The influx of more “problematic people” is being felt by the Neštěmice council with respect to its regular operations. Among other matters, there now has to be much more garbage removal in the problematic localities because unauthorized dumping sites are being created there almost non-stop.

“In the morning our staff cleans the streets and takes the garbage away, and in the evening there’s more,” says Tomková, whose local authority is also constantly addressing complaints from the problematic locations. “Disruption of nighttime quiet, verbal assaults and public order violations are the most frequent misdemeanors.”

This should have been anticipated …

Experts predicted exactly these developments. “If a city decides to take advantage of such a measure, it should just be for a very small part of its territory or even just affect a specific building in order to create leverage over the owner, the trafficker in poverty,” Martin Šimáček, director of the Institute for Social Inclusion, told the Deník Referendum news server recently.

How is the leadership of Ústí nad Labem responding now that the measures have been in place for six months? It’s difficult to say – the Vice-Mayor in charge of social affairs, Tomáš Vlach (ANO), has yet to respond to questions from HlídacíPes.org.

His colleague on the local council, who is also an MP for the ANO movement, Eva Fialová, has confirmed the influx of new arrivals – herself included. “More and more people continue to move in, so soon it’s possible that the worst category will predominate here,” she said in an interview for the Aktuálně.cz news server assessing her four-month “social experiment” experience of living in an apartment in the ghetto in Předlice. 

Šimáček claims the main responsibility for the situation rests with the state, which he believes must demonstrate to local authorities that it will not accept their driving out socially vulnerable people. “The crucial Labor Ministers usually go visit the mayors of North Bohemia, and during those one-off excursions to the excluded localities, they allow themselves to be easily convinced (or just confirm their own biases) that the solution is to change the welfare system and get rid of the ‘inadaptables’,” he posted to his blog on Aktuálně.cz.

The residents of the ghettos at Mojžíř and Předlice, of course, have their own stories to tell about politicians visiting. The ghetttos are among the obligatory stops made by Government buses – in September Czech Labor and Social Affairs Minister Jana Maláčová (Czech Social Democratic Party – ČSSD) even spent the night in Předlice.

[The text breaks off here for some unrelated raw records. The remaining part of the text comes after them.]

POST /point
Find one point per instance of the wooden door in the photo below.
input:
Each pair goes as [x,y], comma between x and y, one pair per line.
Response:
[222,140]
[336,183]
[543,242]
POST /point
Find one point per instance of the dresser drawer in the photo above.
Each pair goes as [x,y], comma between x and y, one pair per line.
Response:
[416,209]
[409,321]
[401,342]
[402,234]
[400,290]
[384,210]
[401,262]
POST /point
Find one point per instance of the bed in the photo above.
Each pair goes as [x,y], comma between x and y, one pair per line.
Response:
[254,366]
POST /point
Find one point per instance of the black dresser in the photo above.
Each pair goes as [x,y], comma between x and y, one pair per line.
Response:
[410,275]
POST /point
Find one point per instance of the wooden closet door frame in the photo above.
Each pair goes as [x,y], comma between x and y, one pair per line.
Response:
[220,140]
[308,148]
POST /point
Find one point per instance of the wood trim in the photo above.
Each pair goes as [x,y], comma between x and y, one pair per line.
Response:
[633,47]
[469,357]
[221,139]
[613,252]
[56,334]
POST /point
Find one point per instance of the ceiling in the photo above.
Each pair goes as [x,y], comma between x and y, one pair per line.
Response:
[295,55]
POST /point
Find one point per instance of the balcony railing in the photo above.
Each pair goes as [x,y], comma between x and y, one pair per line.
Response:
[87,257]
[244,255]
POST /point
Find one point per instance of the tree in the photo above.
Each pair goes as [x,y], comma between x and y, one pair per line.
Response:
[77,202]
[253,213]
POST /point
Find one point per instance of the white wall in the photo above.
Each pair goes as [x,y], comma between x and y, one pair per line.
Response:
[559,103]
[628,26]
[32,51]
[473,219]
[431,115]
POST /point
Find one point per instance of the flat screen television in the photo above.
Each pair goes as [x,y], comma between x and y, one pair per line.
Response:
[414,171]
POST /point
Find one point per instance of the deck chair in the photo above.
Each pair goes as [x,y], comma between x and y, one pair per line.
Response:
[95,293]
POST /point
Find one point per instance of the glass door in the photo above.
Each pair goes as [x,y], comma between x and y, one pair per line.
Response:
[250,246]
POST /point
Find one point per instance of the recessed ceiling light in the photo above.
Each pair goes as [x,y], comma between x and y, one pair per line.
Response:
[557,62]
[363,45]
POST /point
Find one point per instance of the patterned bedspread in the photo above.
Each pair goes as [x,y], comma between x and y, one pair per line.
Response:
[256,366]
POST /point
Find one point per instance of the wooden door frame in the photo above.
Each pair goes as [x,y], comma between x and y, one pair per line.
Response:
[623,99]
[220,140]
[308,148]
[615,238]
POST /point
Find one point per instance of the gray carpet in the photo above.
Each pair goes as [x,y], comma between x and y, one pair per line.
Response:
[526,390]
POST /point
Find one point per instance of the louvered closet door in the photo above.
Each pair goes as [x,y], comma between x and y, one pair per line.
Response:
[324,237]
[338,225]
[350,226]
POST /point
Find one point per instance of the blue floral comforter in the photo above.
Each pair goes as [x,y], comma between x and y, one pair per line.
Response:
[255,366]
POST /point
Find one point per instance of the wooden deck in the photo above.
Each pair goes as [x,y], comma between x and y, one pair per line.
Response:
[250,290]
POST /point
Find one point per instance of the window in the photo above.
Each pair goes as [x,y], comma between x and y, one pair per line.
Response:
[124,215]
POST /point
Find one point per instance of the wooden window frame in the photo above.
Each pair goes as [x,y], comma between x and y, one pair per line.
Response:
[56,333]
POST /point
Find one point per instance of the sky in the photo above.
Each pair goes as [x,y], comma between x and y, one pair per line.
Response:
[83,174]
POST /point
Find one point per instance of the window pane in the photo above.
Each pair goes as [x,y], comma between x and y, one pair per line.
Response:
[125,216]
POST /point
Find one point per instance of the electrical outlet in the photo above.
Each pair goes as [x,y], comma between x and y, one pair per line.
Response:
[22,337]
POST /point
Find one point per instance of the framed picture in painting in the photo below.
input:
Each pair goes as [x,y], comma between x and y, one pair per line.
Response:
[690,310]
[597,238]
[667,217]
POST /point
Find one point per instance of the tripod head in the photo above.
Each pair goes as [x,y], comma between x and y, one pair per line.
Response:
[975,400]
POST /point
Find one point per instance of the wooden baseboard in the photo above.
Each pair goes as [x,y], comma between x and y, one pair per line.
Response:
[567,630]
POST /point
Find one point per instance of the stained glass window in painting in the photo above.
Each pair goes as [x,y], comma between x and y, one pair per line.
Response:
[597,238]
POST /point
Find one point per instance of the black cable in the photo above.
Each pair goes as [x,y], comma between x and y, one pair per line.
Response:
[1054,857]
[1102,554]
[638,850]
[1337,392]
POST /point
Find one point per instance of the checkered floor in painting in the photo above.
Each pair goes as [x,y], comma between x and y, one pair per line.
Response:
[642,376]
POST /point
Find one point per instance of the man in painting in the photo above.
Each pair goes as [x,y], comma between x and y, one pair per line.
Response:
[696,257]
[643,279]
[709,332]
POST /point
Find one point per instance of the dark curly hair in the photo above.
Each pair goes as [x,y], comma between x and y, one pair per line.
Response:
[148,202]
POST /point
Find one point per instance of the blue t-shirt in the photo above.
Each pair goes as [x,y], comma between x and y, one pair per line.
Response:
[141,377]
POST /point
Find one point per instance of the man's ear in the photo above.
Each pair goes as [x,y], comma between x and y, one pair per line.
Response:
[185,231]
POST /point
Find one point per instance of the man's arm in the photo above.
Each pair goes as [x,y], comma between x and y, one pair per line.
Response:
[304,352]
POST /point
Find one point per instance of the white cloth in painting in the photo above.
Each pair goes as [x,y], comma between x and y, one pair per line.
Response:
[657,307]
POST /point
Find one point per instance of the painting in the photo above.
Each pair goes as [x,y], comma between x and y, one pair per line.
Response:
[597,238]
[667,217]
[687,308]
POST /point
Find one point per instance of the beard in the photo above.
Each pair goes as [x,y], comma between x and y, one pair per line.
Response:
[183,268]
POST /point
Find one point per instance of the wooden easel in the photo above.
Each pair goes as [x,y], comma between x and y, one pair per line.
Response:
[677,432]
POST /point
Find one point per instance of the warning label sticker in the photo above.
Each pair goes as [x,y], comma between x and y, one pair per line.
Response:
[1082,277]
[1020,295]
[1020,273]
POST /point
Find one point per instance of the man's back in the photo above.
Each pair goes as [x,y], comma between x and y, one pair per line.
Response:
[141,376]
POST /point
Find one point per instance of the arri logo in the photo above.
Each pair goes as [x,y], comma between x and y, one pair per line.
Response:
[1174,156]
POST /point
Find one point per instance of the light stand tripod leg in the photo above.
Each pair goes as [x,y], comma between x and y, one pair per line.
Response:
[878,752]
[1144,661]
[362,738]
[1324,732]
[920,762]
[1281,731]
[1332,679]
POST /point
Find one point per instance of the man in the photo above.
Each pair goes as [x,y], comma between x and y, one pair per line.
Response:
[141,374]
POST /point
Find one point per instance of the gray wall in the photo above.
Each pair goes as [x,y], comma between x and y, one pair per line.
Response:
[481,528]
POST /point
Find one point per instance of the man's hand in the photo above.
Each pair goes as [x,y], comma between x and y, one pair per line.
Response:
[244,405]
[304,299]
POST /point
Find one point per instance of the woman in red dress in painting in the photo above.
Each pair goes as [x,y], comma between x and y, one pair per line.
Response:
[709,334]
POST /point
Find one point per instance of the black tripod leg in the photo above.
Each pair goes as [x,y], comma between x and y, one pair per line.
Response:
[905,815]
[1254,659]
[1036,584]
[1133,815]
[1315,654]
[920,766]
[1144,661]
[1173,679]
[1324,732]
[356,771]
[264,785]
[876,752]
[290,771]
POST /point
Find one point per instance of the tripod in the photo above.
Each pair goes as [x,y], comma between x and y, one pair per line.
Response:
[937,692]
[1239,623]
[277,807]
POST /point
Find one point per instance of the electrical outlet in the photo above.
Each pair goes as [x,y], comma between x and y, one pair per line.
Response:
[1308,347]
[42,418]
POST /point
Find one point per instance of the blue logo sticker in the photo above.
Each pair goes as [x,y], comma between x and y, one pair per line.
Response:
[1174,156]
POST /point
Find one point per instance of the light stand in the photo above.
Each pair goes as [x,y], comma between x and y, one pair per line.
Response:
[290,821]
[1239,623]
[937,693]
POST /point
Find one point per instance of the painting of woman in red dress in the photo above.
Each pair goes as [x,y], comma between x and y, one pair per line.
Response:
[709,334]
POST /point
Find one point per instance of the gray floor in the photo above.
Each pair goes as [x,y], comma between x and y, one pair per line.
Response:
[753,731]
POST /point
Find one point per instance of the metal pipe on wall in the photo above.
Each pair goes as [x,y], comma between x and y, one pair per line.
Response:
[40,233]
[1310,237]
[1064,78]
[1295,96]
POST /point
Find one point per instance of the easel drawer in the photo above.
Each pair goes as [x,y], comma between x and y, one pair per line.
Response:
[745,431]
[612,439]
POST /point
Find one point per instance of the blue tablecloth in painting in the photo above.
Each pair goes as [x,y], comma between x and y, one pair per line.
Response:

Last year Prime Minister Andrej Babiš (ANO) dropped by there, and in 2016 it was Prime Minister Bohuslav Sobotka (ČSSD). “They come here like it’s the zoo, lots of ministers have come here. Nobody has come to our aid, though,” Mayor Tomková recently told the tabloid Blesk Zprávy.

What does the city have to say? “Representatives of the Government, the state and the political parties have always come to visit. Sometimes the visit proves important, sometimes less so. It would be pretty daring to say these visits are meaningless, though, because at least they see what it’s like here, and that experience is always important when they make their own decisions,” claims Romana Macová, spokesperson for the Ústí nad Labem City Hall.